A freestanding grill is a traditional grill purchased in a department store or home improvement store. By contrast, built-in grills are made from non-movable materials, like bricks or stone. Freestanding grills have convenience of mobility, but the sturdy construction of a built-in grill has an aesthetic appeal that is more visually sophisticated. Built-in grills also can offer conveniences, like storage space, that some freestanding grills do not.
Built-In Grilling Stations
A built-in grill station constructed around a free-standing grill is known as a grill surround. This customized permanent location for your free-standing grill usually is constructed of bricks and mortar. Grill surrounds offer protection for your free-standing grill, and often are considered more attractive than a free-standing grill alone. For grilling enthusiasts, a grill-surround provides ultimate convenience in an attractive package.
Choosing a Location
Built-in grills must be constructed on a paved, level area. Keep your grill surround away from overhanging trees, and away from your house, shed, barn or garage. Pick a location where you have easy access to your kitchen and yard eating area. Stay away from high-traffic areas to avoid safety issues while the grill is hot.
Building a Basic Surround
Place the grill in your chosen area and draw a chalk mark on the pavement around the perimeter of the grill, approximately 1 inch away from the sides and back of the grill. Remove the grill from the area. Lay the first course of bricks on the pavement to determine their best layout. Leave a 1/2-inch gap between each brick to accommodate the mortar. Once you know what pattern you'd like to lay the bricks, remove the bricks and place mortar on the pavement over the chalk marks. Lay the first course of bricks on the wet mortar. Bricks should be coated with mortar on each side where the bricks will be touching other bricks. Build up each course of bricks using this same method, until the brick surround reaches the desired height. As you build your surround, check it periodically with a level to ensure that the bricks are even. Build up your brick surround only as high as the grilling surface of your grill.
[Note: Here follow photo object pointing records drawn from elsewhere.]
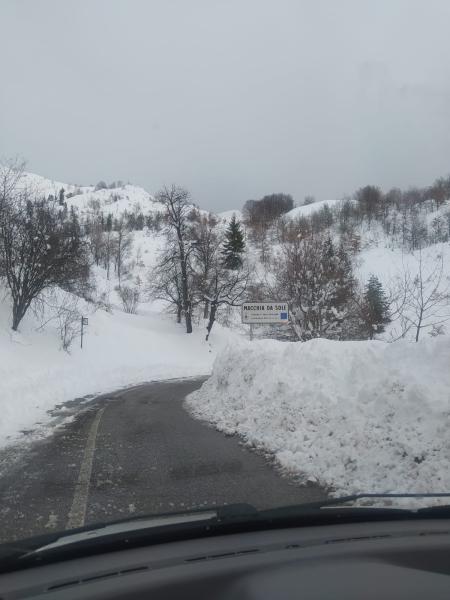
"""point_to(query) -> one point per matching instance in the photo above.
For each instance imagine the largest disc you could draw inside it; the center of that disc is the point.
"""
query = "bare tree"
(428, 298)
(62, 307)
(130, 298)
(227, 287)
(37, 248)
(176, 202)
(206, 243)
(122, 248)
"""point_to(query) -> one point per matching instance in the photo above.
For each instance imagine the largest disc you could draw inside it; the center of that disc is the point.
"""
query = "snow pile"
(308, 209)
(354, 416)
(119, 350)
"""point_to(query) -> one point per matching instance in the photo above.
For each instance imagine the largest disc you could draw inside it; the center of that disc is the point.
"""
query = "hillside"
(122, 349)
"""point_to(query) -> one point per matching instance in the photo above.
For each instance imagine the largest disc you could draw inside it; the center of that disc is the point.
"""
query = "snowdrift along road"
(354, 416)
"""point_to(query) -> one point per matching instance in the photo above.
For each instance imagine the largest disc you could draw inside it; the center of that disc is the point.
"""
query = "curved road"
(133, 452)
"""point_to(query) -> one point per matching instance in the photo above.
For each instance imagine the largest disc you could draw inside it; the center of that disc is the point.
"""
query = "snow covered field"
(119, 350)
(353, 416)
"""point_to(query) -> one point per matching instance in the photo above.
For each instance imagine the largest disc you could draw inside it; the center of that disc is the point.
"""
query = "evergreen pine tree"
(376, 309)
(234, 245)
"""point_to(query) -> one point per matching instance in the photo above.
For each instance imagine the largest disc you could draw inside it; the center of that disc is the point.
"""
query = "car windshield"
(224, 257)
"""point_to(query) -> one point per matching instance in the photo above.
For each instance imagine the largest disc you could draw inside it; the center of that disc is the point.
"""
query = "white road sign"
(265, 312)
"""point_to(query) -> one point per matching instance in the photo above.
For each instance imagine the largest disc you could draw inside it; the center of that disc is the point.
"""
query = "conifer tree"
(234, 245)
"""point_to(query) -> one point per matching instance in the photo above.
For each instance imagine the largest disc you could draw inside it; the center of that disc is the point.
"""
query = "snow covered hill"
(355, 416)
(308, 209)
(119, 349)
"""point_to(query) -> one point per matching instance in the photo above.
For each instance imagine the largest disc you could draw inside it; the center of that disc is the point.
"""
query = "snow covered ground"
(119, 350)
(353, 416)
(308, 209)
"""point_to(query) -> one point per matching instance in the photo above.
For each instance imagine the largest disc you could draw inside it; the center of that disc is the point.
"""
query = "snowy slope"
(354, 416)
(227, 215)
(309, 209)
(119, 350)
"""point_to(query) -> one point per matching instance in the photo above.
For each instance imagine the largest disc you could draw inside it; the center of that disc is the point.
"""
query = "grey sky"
(231, 98)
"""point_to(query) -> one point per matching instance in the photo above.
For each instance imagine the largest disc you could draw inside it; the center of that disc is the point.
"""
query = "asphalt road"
(133, 452)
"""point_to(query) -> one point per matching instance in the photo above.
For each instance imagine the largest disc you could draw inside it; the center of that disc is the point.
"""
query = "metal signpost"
(264, 313)
(84, 322)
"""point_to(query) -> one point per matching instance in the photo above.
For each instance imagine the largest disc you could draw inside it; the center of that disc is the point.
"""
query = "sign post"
(84, 321)
(264, 313)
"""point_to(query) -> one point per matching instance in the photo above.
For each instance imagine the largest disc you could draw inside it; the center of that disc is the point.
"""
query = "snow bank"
(354, 416)
(308, 209)
(119, 350)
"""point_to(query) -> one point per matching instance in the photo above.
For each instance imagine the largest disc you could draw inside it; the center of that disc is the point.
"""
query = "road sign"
(265, 312)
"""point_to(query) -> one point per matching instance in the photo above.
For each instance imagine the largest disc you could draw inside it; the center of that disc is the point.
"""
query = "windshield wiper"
(365, 502)
(161, 528)
(124, 533)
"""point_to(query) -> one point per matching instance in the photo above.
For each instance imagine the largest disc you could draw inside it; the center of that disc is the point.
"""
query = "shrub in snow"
(130, 298)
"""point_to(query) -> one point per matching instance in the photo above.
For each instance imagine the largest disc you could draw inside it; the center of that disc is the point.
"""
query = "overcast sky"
(231, 98)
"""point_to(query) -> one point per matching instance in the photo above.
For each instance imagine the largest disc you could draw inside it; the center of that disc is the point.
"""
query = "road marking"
(77, 512)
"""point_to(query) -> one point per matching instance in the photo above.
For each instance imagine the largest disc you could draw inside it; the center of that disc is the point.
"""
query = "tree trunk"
(19, 310)
(184, 285)
(212, 318)
(206, 310)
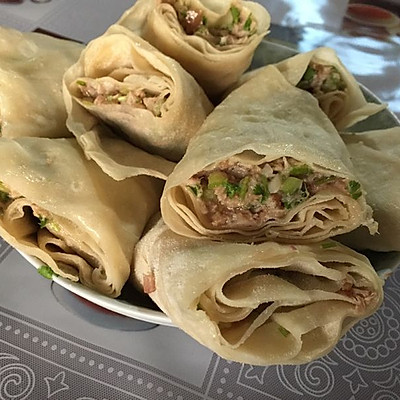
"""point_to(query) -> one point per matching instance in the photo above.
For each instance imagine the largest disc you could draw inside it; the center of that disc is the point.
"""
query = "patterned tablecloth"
(56, 346)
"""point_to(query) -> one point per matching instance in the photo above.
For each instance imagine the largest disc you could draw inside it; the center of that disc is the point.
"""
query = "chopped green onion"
(46, 271)
(247, 24)
(284, 332)
(244, 187)
(261, 189)
(328, 245)
(354, 189)
(195, 189)
(216, 179)
(305, 81)
(232, 189)
(291, 185)
(300, 170)
(324, 179)
(235, 12)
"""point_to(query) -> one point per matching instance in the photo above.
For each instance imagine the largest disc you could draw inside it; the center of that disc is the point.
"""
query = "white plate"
(135, 305)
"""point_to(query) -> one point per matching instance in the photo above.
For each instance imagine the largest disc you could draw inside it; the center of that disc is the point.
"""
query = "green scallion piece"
(300, 170)
(216, 179)
(232, 189)
(235, 12)
(291, 185)
(195, 189)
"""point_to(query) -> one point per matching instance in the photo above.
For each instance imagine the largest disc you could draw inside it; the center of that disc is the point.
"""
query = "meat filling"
(320, 79)
(236, 29)
(104, 92)
(235, 195)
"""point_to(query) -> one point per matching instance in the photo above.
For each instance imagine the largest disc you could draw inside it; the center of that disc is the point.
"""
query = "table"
(54, 345)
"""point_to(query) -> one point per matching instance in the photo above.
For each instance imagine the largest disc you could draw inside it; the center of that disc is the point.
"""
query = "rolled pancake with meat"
(61, 208)
(260, 304)
(266, 165)
(31, 69)
(213, 40)
(323, 74)
(124, 85)
(376, 158)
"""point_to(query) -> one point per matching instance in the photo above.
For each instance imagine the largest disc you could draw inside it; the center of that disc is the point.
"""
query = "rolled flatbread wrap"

Although a basic grill surround is better than nothing, adding accessories to your grill surround will maximize its usefulness. For example, construct two brick pillars attached to either side of the surround and cap each pillar with a countertop stone to create a built-in counter area. To create a shelf beneath your counters, leave the front wall off the stone pillars. Build up the 3-walled pillar by four or five courses of bricks, then lay a course of bricks turned sideways to create a ledge inside the pillar. Then, construct the rest of the pillar with bricks laid in the standard orientation. Use the ledge to support a wire rack cut to fit inside the pillar.